Sem qualquer estrutura de acolhimento, com falta generalizada de agua e alimentos além da ausência de espaços apropriados para o enterro dos doentes que morriam no local sem alcançar a cura, Fidencio sofreu um processo do governo por exercer ilegalmente a arte de curar. O ano era 1929 e o Hipócrates Rústico foi defendido por José F. Guajardo, conhecido popularmente como “O Advogado Dinamite”.

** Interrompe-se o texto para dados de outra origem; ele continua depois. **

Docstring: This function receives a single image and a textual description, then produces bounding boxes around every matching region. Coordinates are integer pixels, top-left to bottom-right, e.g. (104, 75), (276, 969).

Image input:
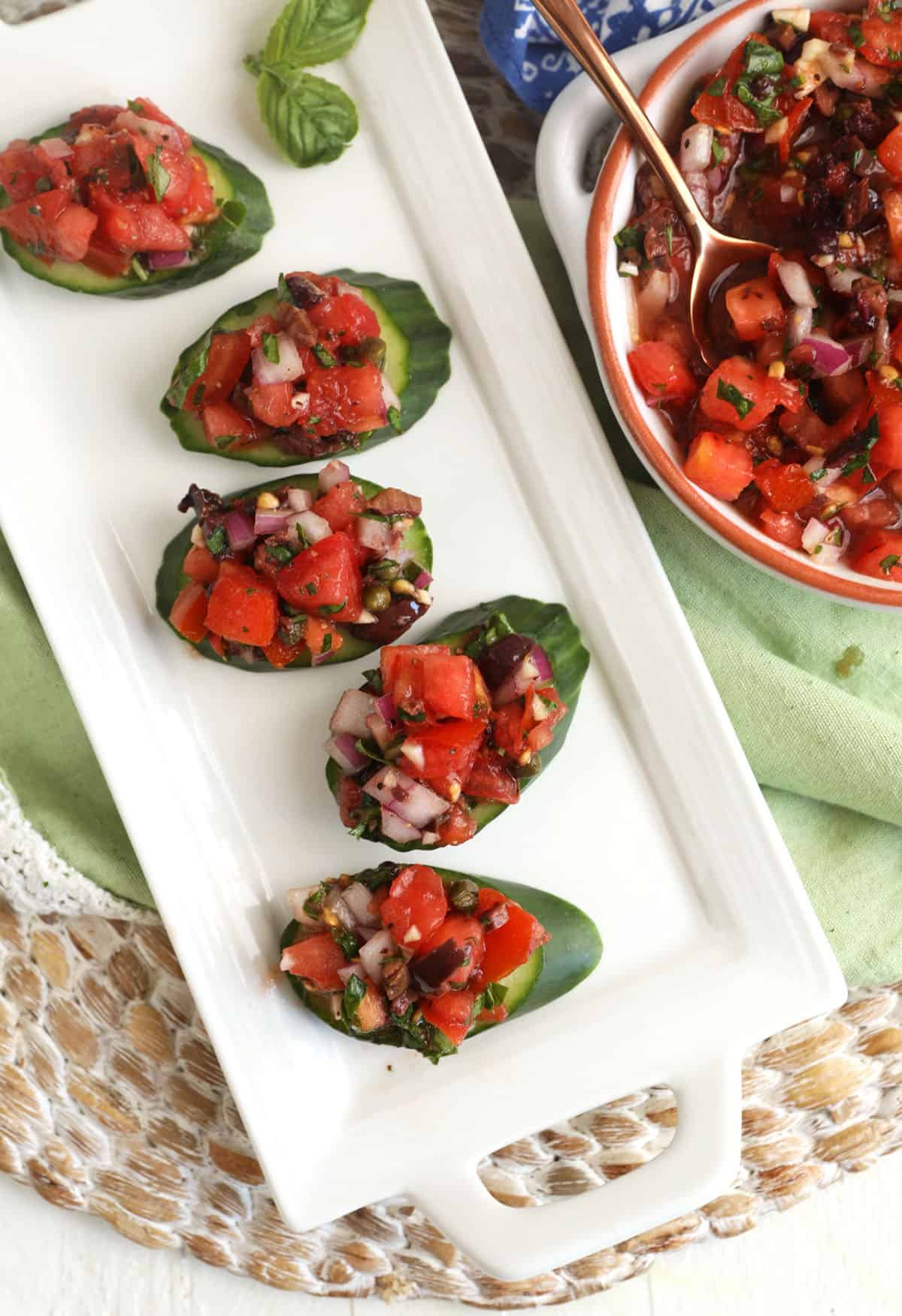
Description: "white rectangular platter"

(0, 0), (843, 1278)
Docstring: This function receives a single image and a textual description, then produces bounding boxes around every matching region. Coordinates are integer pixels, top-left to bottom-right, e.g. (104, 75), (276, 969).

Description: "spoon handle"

(532, 0), (709, 251)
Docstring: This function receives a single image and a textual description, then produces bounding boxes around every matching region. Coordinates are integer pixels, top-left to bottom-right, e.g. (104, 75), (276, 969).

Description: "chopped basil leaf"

(313, 342), (338, 368)
(144, 146), (172, 202)
(716, 379), (755, 420)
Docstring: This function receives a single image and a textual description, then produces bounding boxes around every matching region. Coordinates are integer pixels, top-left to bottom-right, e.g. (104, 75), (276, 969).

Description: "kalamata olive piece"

(347, 595), (428, 645)
(476, 635), (532, 690)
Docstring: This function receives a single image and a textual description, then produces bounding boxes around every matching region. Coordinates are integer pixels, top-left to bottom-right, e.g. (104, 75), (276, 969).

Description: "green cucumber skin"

(0, 134), (275, 298)
(279, 865), (604, 1046)
(160, 268), (451, 467)
(156, 475), (433, 675)
(326, 593), (589, 854)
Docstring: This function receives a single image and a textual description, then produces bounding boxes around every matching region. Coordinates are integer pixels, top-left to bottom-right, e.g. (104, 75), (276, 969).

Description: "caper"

Guajardo era estudioso do espiritismo e das ciências ocultas e havia sido defensor das curandeiras Zulema Moraima e Güera Eva. Extravagancia a parte, Guajardo argumentou que Fidencio apenas lançava mão de ervas curativas o que não configurava “exercício da medicina”. De fato, Niño Fidencio nunca se autodeclarou “médico” tão somente alguém com o “dom divino” de curar as pessoas. O processo foi abandonado.20 Sabe-se, no entanto, que Niño Fidencio chegou a ser preso ao menos duas vezes.21

A procura pelos serviços de Niño Fidencio permaneceram bem como o aparecimento de artigos em jornais e outras  publicações que denunciavam os problemas e riscos sanitários envolvendo os acontecimentos na fazenda Espinazo. Fidencio, por sua vez, se defendia das acusações e chegou a escrever cartas ao presidente Elías Calles pedindo sua intervenção contra “a inveja e malevolencia” dos que o acusavam.

Em uma delas, o Taumaturgo de Espinazo declarou: “Não foi possível me atacar no sentido de que exploro [os doentes], que faço propaganda, que minhas curas são ficticias, já que há uma infinidade de testemunhos, sem a necessidade de que eu manifeste, falam por mim, e precisamente por falta de provas justificadas, vêem se valendo de calunias para prejudicar quem nada fez.”22

Em 27 de maio de 1930, um homem desceu na estação ferroviária de Espinazo portando uma câmera e, como era comum naquela época, uma pistola. Seu objetivo era conhecer FidEncio e o que se passava na Meca da Dor. O homem não se identificou durante toda sua estadia, mas se tratava de Francisco Vela González, médico formado na Universidade de Havard, vice-presidente do Conselho de Saúde do estado de Nuevo León e delegado sanitário federal.23

Segundo o relatorio que Vela González escreveu, a situação da fazenda de Espinazo era insalubre. Pessoas com as mais diversas doenças, algumas contagiosas como a tuberculose, conviviam umas com as outras sem isolamento.24Vela González afirmou que pediu para que fosse levado até o curandeiro.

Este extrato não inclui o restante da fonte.